PGW

Auch das Fach PGW genießt an unserer Schule einen hohen Stellenwert. Dabei ist es uns nicht nur wichtig, den Schülerinnen und Schülern (SuS) Kenntnisse zur politischen, gesellschaftlichen und wirtschaftlichen Ordnung zu vermitteln. Das Ziel des mündigen Bürgers, der informiert ist, komplexe Zusammenhänge begreift und teilnimmt an der Gestaltung der Ordnung, versucht die Schule – über den normalen Unterrichtsbetrieb hinaus – durch ein vielfältiges Angebot und engagierte Lehrerinnen und Lehrer zu erreichen.

So finden bereits in den Klassen 8 – 10 unterschiedliche Praktika unter der Federführung des Koordinators für Berufsorientierung, Herrn Sturm, statt. Einem Schnupperpraktikum in Klasse 8 folgt im darauffolgenden Jahr ein Betriebspraktikum, sodass erste Einblicke in die Arbeitswelt möglich werden. In Klasse 10 sind die SuS dazu verpflichtet, an einem Sozialpraktikum teilzunehmen – in Krankenhäusern, Einrichtungen für Kinder, Alte und Behinderte o.ä. Damit gewinnen sie ein differenzierteres, umfassenderes Bild unserer gesellschaftlichen Realität. Da in der Regel die beiden Fächer Geschichte und PGW in der Mittelstufe in der Hand einer Lehrkraft liegen, sind günstige Voraussetzungen für die Erfahrbarkeit historisch – politischer Zusammenhänge gegeben.
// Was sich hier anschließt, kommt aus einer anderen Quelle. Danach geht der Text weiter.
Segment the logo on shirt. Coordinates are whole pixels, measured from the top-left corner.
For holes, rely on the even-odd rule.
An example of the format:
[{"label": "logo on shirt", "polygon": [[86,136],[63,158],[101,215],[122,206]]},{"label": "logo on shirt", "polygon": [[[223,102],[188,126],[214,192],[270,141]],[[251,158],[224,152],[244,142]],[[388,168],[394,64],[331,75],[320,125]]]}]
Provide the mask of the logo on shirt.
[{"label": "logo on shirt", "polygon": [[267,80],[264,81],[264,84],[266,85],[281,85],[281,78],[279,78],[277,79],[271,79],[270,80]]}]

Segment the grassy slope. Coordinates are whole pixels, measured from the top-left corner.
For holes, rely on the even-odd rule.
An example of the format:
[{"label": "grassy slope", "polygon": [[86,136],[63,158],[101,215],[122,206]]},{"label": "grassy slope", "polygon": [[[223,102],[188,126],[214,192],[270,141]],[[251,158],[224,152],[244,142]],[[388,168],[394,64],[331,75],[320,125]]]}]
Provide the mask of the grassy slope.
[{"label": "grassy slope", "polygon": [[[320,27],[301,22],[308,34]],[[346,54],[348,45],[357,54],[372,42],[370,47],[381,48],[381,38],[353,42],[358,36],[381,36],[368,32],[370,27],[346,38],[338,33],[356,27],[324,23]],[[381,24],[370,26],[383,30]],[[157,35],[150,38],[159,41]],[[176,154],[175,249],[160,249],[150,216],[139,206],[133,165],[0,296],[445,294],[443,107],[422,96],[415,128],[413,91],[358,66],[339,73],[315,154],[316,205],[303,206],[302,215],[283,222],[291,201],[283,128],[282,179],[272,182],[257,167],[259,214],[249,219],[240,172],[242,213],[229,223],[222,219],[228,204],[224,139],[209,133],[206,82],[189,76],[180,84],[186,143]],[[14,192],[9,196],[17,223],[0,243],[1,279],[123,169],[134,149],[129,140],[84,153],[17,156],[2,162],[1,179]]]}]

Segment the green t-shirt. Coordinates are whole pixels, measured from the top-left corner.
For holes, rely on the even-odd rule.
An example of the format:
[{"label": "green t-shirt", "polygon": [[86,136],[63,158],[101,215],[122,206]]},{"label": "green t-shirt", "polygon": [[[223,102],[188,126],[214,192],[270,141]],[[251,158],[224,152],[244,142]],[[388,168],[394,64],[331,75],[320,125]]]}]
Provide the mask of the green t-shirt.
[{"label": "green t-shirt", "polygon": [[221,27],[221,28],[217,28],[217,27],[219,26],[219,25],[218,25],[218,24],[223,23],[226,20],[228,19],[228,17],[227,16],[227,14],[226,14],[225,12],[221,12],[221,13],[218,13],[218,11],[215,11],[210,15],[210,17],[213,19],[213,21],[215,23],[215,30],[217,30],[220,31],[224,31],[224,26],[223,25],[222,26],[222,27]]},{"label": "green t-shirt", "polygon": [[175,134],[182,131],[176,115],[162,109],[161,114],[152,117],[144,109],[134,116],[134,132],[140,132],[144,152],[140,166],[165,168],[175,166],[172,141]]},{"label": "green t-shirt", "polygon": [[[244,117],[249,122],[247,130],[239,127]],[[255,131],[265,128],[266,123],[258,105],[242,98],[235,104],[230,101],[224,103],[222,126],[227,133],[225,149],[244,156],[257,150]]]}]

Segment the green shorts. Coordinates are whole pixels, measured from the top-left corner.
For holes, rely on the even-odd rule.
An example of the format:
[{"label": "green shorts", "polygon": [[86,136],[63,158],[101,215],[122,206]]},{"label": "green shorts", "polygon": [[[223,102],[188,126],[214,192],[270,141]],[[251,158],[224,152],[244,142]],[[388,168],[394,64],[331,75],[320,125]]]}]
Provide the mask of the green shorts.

Die eingangs formulierte große Bedeutung des Faches spiegelt sich auch in der Oberstufenarbeit wider. Zwei der sechs Profile haben PGW als profilgebendes Fach, werden damit – incl. Seminar – 5-stündig unterrichtet. Jährlich bietet Fr. Dr. Meyer zu Natrup eine Berlinfahrt für die Erstsemester an. Thematisch stehen dabei das politische (Bundestag) und historische (Teilung) Berlin im Vordergrund. Internationale Politik können die SuS – ebenfalls unter der Leitung von Fr. Dr. Meyer zu Natrup – im Rahmen des Planspiels Model United Nations erspüren. Darüber hinaus finden diverse Veranstaltungen in der Schule statt, die im Zuge des SAS – Forums und der Berufsorientierung von Herrn Sturm organisiert werden. So das kürzlich aus Anlass der bevorstehenden Bundestagswahl von ihm moderierte Wahlhearing, das den SuS durch prominente Hamburger Politiker die Vorstellungen der Parteien zu unterschiedlichen Politikfeldern näher brachte und ihnen die Möglichkeit zur Diskussion bot, was auch intensiv genutzt wurde. Diese Form der politischen Bildung findet auch regelmäßig vor den Hamburger Bürgerschaftswahlen statt. Aber auch Veranstaltungen, z.B. zur Finanz- und Schuldenkrise in der EU oder zur Entwicklungspolitik oder zur Frage von Freiheit und Unfreiheit in Deutschland – alle mit hochkarätigen Referentinnen und Referenten – dienen letztlich dem Ziel, unsere SuS zum mündigen Bürger zu befähigen.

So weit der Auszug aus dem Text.